Although she may not be a household name just yet, you no doubt have already seen her Abercrombie and Fitch spoof photography project, and most recently, her blog post about the dangers of fat-shaming and skinny-shaming as evidenced by the words in Google’s auto complete function, such as “fat people are gross” and “fat people don’t deserve love” for example.

Since she is not happy with the status quo of women in the media and the narrow-minded portrayal of women in advertising, 27 year old Jes decided to get creative again, and get the attention of us all in an attempt to change how we think. And hopefully how key decision makers in fashion and advertisers think, because after all they are the ones who dictate to us what is “fashionable” “successful” and supposedly “beautiful”. But they are missing a key ingredient: diversity!


Jes teamed up with Liora K photography again (who she worked with on the Abercrombie shoot) and came up with a mock campaign called ‘Lustworthy: a statement for the visible woman” which is a send-up of most high fashion beauty campaigns you see today.

The two came up with these images which they describe as “visually jarring yet beautifully exclusive” because even though the industry doesn’t think anything except a size 0 can’t be “lustworthy” in the real world people in fact think the opposite.

“Never in our culture do we see sexy photo shoots that pair nontraditional bodies with traditionally attractive models. It’s socially acceptable for same to be paired with same, but never are the different types of bodies positively mixed in the world of advertisement,” Jes explains in her blog.

She goes on to explain how the “Attractive & Fat” caused quite a stir and made people feel uncomfortable seeing something different than what we are used to/what is forced upon us.


“This negative reaction is largely attributed to companies that capitalize on the thought that atypical bodies are not attractive, desirable or lust worthy. This is inaccurate, and the only way to shift the way we view ourselves is to repeatedly counter exclusionary imagery with positive inclusive imagery.”

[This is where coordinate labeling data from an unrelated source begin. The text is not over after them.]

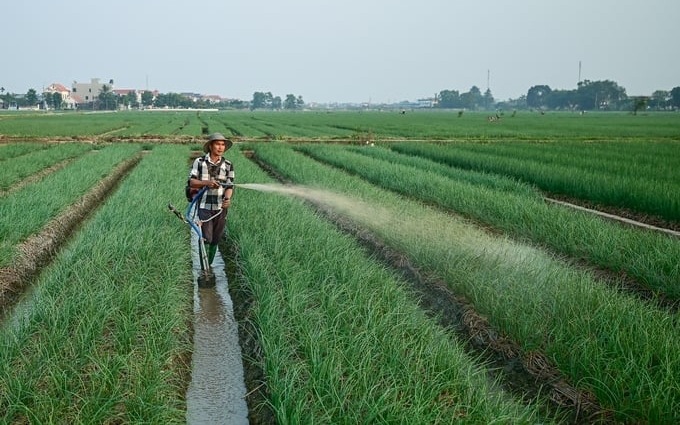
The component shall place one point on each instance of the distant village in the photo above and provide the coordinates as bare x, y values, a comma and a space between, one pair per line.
97, 95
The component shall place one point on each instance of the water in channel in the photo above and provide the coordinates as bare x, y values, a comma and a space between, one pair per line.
217, 391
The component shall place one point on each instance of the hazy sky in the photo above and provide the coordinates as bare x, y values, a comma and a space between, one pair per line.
341, 50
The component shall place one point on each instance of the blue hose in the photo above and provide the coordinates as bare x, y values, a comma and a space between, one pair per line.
190, 207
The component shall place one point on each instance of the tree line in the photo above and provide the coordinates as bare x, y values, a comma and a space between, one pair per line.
588, 95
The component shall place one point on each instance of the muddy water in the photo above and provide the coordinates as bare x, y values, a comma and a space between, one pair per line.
217, 391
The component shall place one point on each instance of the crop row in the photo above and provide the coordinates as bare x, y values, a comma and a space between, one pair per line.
645, 256
413, 125
613, 344
25, 212
640, 176
103, 337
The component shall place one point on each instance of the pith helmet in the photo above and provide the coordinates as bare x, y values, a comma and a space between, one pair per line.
217, 136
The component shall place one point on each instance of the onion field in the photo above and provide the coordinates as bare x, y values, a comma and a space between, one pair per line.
421, 268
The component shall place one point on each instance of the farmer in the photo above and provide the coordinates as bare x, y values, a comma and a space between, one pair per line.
209, 171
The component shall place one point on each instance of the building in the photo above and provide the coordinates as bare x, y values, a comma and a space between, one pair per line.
88, 92
67, 101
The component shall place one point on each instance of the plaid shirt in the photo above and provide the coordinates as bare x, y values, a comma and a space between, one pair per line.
204, 169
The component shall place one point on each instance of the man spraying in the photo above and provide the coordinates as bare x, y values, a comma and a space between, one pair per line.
217, 174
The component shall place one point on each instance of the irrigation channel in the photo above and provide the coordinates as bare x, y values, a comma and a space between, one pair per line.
216, 394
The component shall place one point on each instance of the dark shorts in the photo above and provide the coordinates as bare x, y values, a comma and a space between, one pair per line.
212, 230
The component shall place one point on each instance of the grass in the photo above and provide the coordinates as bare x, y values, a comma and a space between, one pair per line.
103, 335
343, 339
539, 301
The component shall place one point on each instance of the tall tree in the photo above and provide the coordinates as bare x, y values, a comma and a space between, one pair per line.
290, 102
537, 96
31, 97
147, 98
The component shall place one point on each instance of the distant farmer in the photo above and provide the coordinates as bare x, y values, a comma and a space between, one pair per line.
209, 171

Both Liora and Jes hope this Lustworthy series of images will contribute to changing the socially accepted ideal.

“It turns out that no body is inferior (and consequently no body is superior), and so all bodies have the opportunity to be paired will all bodies. This isn’t an opinion. This is a fact. I see it in my life. I see it in other people’s lives. I see it everywhere. Everywhere except for advertising. So Liora and I changed that.”

This is only the first part in this project, as Jes says there will be four more installments in the series showing unconventional body pairings to really hone in the message. Since her projects go viral and really do penetrate the social conscience, we hope this message will ring loud and clear, and that Jes Baker will be a key player in the change in body image in fashion and advertising in 2014.

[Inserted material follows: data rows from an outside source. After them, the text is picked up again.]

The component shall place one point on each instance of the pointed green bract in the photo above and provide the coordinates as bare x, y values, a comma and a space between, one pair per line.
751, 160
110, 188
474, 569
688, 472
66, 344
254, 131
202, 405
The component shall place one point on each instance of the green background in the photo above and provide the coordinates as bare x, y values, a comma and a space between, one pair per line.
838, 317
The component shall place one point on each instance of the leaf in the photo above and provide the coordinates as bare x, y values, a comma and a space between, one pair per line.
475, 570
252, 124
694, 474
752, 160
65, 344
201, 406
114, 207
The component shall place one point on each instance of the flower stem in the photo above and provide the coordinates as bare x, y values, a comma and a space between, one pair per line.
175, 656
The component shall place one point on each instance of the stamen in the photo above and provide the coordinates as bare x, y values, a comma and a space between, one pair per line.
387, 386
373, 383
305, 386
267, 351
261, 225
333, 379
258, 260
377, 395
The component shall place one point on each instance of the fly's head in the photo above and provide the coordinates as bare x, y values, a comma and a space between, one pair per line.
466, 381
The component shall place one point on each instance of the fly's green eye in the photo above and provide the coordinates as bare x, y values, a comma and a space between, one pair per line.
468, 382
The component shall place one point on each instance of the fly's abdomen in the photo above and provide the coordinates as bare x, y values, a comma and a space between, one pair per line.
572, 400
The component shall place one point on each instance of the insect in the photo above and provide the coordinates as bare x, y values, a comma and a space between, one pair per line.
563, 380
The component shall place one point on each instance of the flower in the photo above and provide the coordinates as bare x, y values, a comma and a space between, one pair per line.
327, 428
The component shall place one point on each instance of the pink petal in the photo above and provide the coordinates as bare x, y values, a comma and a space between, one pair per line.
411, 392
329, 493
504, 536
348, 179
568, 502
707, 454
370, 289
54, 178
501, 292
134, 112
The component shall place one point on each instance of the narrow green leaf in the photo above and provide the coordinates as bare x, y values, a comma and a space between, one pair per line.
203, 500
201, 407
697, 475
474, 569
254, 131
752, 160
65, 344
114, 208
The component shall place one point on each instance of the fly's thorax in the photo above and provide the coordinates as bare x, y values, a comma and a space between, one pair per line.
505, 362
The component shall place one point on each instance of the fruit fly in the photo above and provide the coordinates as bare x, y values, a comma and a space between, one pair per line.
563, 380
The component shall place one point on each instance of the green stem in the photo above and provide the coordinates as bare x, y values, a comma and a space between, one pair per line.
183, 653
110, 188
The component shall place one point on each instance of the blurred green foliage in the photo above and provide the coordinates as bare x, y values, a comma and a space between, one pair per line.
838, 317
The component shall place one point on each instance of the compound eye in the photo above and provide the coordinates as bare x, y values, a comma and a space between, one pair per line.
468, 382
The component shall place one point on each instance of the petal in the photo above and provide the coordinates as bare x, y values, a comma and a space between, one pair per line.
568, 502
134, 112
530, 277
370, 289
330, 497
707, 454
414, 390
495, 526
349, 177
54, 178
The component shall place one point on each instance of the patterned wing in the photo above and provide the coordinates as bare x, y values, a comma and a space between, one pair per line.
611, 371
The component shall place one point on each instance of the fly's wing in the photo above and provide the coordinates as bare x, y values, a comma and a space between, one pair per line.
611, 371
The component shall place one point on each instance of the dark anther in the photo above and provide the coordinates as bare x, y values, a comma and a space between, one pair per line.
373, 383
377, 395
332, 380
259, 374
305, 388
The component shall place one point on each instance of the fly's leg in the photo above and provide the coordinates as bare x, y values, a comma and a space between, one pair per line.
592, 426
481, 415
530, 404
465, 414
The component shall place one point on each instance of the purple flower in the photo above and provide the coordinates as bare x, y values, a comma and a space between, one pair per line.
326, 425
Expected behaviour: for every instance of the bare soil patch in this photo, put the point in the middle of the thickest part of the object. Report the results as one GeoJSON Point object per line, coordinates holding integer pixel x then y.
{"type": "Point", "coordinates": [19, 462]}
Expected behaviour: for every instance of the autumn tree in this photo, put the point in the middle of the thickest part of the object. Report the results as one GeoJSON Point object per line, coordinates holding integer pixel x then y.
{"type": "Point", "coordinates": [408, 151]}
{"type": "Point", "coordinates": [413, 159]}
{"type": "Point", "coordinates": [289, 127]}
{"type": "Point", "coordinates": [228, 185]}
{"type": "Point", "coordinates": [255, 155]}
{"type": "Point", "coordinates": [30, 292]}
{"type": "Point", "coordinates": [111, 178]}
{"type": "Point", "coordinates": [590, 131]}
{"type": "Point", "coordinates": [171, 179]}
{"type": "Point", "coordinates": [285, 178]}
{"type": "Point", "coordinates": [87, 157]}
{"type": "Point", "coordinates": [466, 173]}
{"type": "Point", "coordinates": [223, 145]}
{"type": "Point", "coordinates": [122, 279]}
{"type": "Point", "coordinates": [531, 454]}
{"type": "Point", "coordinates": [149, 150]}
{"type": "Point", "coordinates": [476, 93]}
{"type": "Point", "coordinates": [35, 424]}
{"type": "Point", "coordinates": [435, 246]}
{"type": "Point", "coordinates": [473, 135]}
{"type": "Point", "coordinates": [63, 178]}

“The visible fat woman, who is unafraid of her obvious beauty and magnetic sexuality is a woman I want to see around. And after we expose these aforementioned body biases and unlock the oppressive lies we have learned, she can be everywhere.”

Aside from her blog becoming a viral sensation in the media and online, Jes will be speaking at The Body Love Conference which she created as a way for more like-minded women to come together as a symposium and share their powerful messages of positive body acceptance to more women. The event will also feature plus size blogger queen Tess Munster, and photographer Jade Beall whose mission is to use her profession to help women accept their bodies despite the flaws.

“I’m so happy to be providing something that doesn’t exist elsewhere,” Jes told Yahoo Canada. “My inbox fills with ‘thank you’ letters daily from women and men who are grateful for the opportunity to embrace themselves as-is.”

What a sobering realization that we really do need to change our perception. Like Jes, we too believe in the ability to change our world with a message that resonates with many women. Instead of getting frustrated, get creative, and find ways to make your voice heard. There are women waiting to hear what you have to say, so follow Jes’ example and be a light.